READ MORE: Leadership Development Leads to Longevity

Over the past year, the Hovans have created formal documentation for verbal warnings, written warnings and next steps so managers had a consistent process to follow.

“If you give a verbal warning, this is where you report that. If you give a written warning, this is where you report that,” Hovan said. “So not only do we have the actual plan, but we have everything to fill it out to make it really easy for our managers to follow through.”

Attendance and tardiness policies also needed clearer standards. Leadership established a five-minute grace window and tied repeated tardiness directly into the corrective action process.

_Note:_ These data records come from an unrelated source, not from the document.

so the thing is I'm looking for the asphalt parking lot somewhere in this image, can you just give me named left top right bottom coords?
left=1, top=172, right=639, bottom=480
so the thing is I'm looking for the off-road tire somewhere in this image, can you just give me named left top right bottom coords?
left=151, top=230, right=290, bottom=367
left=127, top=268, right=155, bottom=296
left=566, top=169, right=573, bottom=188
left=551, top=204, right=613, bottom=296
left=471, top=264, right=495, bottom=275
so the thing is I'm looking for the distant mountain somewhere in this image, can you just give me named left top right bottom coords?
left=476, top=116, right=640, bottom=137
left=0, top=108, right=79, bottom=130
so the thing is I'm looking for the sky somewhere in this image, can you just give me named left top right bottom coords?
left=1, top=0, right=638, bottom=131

Promotion from within became another major part of building a stronger leadership culture. Hovan said one of the best examples was the brewery’s general manager, Amber Blazeff, who started working weekends in the kitchen and behind the bar before moving into a full-time leadership role.

“She started with us this weekend eight years ago, and she worked in the kitchen and as a bartender, and now she’s our general manager,” Hovan said. “She has kicked ass and worked really hard over the last eight years.”

That growth, Hovan said, happened because the brewery invested in leadership development rather than simply filling management roles from outside.

“It’s awesome when you can promote from within,” she said. “That’s pretty much what we always do.”

She believes that process only works when support and challenge exist together. Employees need opportunity, but they also need standards. For brewery owners, Hovan said the biggest lesson is that moving from protect to liberate is not immediate.

“Although we’ve been working on this for two years, I would definitely say that it takes time to get from one quadrant to the other,” she said.

As a leader, you can still fall back into old habits. Those difficult conversations can still feel uncomfortable and direct feedback rarely becomes easy.

“It’s still a struggle going back to our own habits sometimes,” Hovan said. “But I think it just keeps getting better.”

She said one of the most valuable parts of the process in changing management styles was simply realizing that leadership struggles are normal. She believes the answer is not being a nicer boss or a tougher boss. Instead, it’s being clearer.